BMI = body mass index, hs-CRP = highly sensitive C-reactive protein, SC = standardized coefficient.
DISCUSSION
This study showed a good correlation between HGS and LMS, and both HGS and LMS were greater in men than in women. Age had greater impact on LMS than HGS. HGS and LMS in patients who performed regular home- or hospital-based exercise were greater than those in patients who did not exercise, although the difference was significant for only HGS. Serum albumin and creatinine were positively correlated with both HGS and LMS. CRP showed a negative correlation with HGS while BMI showed a positive correlation with LMS. Sex, age, and exercise were the most important determinants of both HGS and LMS in HD patients. And groups of older age, male sex, and shorter duration of HD benefitted more from exercise.

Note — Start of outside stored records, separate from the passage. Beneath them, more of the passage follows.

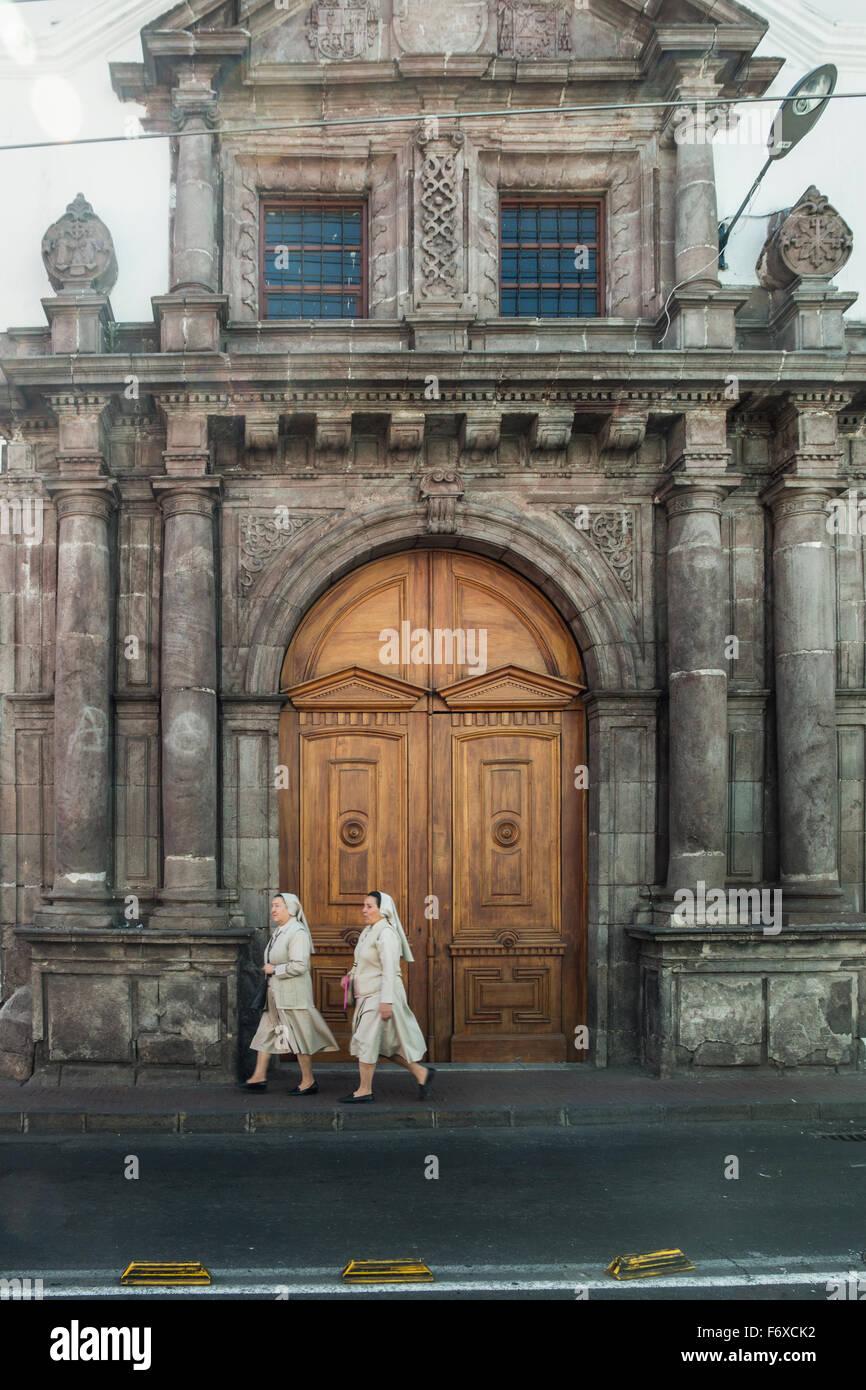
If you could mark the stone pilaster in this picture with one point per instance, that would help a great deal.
(699, 313)
(694, 494)
(806, 458)
(192, 313)
(189, 698)
(82, 704)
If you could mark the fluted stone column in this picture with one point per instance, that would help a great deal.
(804, 626)
(189, 690)
(82, 701)
(697, 585)
(193, 250)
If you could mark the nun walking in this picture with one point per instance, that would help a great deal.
(384, 1025)
(291, 1020)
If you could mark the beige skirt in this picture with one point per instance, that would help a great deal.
(373, 1037)
(300, 1030)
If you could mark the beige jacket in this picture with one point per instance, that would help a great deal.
(289, 951)
(377, 962)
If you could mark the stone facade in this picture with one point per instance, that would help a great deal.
(200, 481)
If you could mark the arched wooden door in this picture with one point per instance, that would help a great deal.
(431, 734)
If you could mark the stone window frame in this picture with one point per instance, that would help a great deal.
(253, 178)
(270, 203)
(509, 199)
(623, 181)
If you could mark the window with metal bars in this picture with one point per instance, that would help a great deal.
(313, 259)
(551, 257)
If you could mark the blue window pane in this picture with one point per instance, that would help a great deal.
(528, 266)
(528, 224)
(549, 224)
(312, 228)
(332, 267)
(569, 224)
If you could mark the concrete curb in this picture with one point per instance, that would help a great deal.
(384, 1118)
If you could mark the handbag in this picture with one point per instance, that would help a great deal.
(349, 991)
(262, 994)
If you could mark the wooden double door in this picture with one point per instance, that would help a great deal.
(433, 731)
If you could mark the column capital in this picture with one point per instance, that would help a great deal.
(82, 496)
(793, 494)
(191, 496)
(697, 492)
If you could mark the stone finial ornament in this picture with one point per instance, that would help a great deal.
(78, 252)
(809, 239)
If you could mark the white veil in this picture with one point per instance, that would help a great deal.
(391, 915)
(296, 911)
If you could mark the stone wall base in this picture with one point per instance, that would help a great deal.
(715, 998)
(135, 1005)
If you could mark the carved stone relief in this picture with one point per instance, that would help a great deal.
(535, 28)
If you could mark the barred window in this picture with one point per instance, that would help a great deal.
(314, 259)
(551, 259)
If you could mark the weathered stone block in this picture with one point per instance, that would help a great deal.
(720, 1020)
(812, 1020)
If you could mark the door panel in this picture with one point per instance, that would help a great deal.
(459, 801)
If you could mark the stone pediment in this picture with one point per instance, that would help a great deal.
(510, 687)
(356, 688)
(385, 31)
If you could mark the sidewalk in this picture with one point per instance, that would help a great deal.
(462, 1096)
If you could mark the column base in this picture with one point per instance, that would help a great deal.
(135, 1004)
(715, 1000)
(210, 909)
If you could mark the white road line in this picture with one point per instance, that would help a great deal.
(455, 1279)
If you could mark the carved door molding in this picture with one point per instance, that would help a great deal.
(448, 786)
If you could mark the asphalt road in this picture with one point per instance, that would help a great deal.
(531, 1211)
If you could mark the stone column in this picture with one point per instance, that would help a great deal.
(697, 584)
(804, 622)
(699, 310)
(82, 701)
(189, 691)
(193, 245)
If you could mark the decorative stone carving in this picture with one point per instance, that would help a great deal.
(262, 537)
(441, 224)
(806, 239)
(433, 27)
(78, 252)
(342, 29)
(441, 491)
(612, 533)
(534, 28)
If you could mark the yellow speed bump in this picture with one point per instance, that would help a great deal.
(184, 1272)
(387, 1272)
(645, 1266)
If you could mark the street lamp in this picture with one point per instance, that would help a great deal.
(795, 117)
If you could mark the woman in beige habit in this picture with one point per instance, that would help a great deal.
(291, 1020)
(384, 1025)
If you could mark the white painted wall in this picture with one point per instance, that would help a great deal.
(54, 84)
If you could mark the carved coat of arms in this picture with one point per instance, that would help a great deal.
(534, 28)
(342, 29)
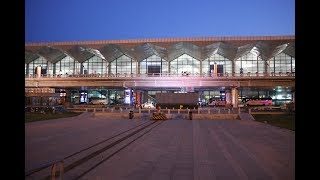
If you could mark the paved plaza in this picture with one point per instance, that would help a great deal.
(174, 150)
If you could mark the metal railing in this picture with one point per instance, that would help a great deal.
(125, 75)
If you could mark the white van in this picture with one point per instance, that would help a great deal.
(99, 101)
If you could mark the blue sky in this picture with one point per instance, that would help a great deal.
(86, 20)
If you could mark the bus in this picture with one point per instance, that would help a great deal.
(257, 101)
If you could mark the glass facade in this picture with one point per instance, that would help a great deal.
(67, 65)
(153, 64)
(123, 65)
(185, 63)
(46, 66)
(250, 63)
(282, 63)
(95, 65)
(224, 63)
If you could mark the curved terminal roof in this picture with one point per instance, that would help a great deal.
(167, 48)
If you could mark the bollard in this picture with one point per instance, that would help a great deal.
(53, 171)
(190, 115)
(131, 115)
(61, 170)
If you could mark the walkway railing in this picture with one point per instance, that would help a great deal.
(125, 75)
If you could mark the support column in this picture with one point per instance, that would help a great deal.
(138, 98)
(144, 96)
(228, 98)
(235, 95)
(215, 69)
(293, 96)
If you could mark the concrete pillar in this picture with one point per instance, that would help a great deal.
(293, 96)
(138, 97)
(144, 97)
(38, 71)
(228, 98)
(215, 69)
(234, 95)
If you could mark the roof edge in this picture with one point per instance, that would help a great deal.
(152, 40)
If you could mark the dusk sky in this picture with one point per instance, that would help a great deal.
(86, 20)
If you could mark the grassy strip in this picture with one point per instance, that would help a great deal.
(280, 120)
(31, 117)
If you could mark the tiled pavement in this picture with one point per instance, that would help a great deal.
(177, 149)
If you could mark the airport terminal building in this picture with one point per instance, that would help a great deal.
(132, 72)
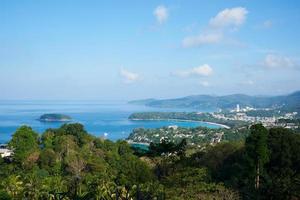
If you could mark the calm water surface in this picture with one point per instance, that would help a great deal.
(100, 118)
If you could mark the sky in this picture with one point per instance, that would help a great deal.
(124, 50)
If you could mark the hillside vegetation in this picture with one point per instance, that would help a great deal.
(69, 163)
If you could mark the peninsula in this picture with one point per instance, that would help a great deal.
(55, 118)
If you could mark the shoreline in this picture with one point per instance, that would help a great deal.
(183, 120)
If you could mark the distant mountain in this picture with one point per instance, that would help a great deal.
(55, 118)
(291, 101)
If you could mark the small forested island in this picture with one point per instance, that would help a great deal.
(55, 118)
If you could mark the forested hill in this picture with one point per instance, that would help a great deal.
(291, 101)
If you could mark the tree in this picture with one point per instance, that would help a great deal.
(24, 142)
(257, 150)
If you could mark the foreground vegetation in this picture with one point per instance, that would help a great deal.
(69, 163)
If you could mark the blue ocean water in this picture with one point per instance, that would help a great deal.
(100, 118)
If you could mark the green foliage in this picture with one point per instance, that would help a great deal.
(68, 163)
(24, 143)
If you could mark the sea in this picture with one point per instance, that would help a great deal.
(107, 119)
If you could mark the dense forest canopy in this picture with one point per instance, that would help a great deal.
(69, 163)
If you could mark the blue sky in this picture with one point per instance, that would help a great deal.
(101, 50)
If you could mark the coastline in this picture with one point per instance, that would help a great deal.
(183, 120)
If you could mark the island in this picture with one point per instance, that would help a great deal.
(55, 118)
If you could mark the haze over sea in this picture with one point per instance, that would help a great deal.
(100, 118)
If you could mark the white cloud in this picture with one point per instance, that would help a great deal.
(161, 14)
(229, 17)
(248, 82)
(204, 84)
(129, 77)
(202, 70)
(267, 24)
(273, 61)
(225, 19)
(202, 39)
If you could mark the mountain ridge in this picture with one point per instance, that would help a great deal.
(289, 101)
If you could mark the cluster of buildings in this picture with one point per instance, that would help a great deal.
(241, 115)
(5, 151)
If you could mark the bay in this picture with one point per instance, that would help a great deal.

Muscle strength (HGS and LMS) in HD patients, except LMS in male HD patients, was 25%–50% less than that of general population in almost all age groups. Structural and functional decline to the cardiovascular system and skeletal muscle occur in CKD and ESRD patients, and this contributes to an exercise capacity that is 40%–50% less than that of normal people.20 Muscle strength is not the sole factor determining physical function, but the results of this study may offer a way to explain the decrease in physical function in CKD and ESRD patients.
Prevention of PEW and sarcopenia are important clinical issues in CKD and ESRD patients. Insufficient food intake due to loss of appetite and diet restrictions, especially protein restriction for CKD patients with progression of renal dysfunction, contributes to PEW, and an increased catabolic state, including persistent inflammation, metabolic acidosis, hormonal imbalance, and physical inactivity, leads to excessive muscle wasting.2,18,28,29 Therefore, serum bicarbonate normalization, serum uric acid and phosphorus control, and exercise as well as nutritional support are receiving attention as ways to treat these patients.2 ATP-dependent ubiquitin-proteasome (UPS) proteolysis is the major cause of increased skeletal muscle degradation in CKD. Inflammation and metabolic acidosis play a major role in activating the UPS.5
Inflammation markers, including interleukin (IL)-6 and CRP, were negatively correlated with muscle mass in dialysis patients.30 NFκB and insulin/insulin growth factor (IGF)-1 are well-known to be involved in protein catabolism.5 Hyperphosphatemia also induced systemic inflammation and malnutrition independent of renal function in animal models.31 In this study, CRP was negatively correlated with HGS, which is concordant with previous reports, although serum phosphorus levels were not associated with muscle strength.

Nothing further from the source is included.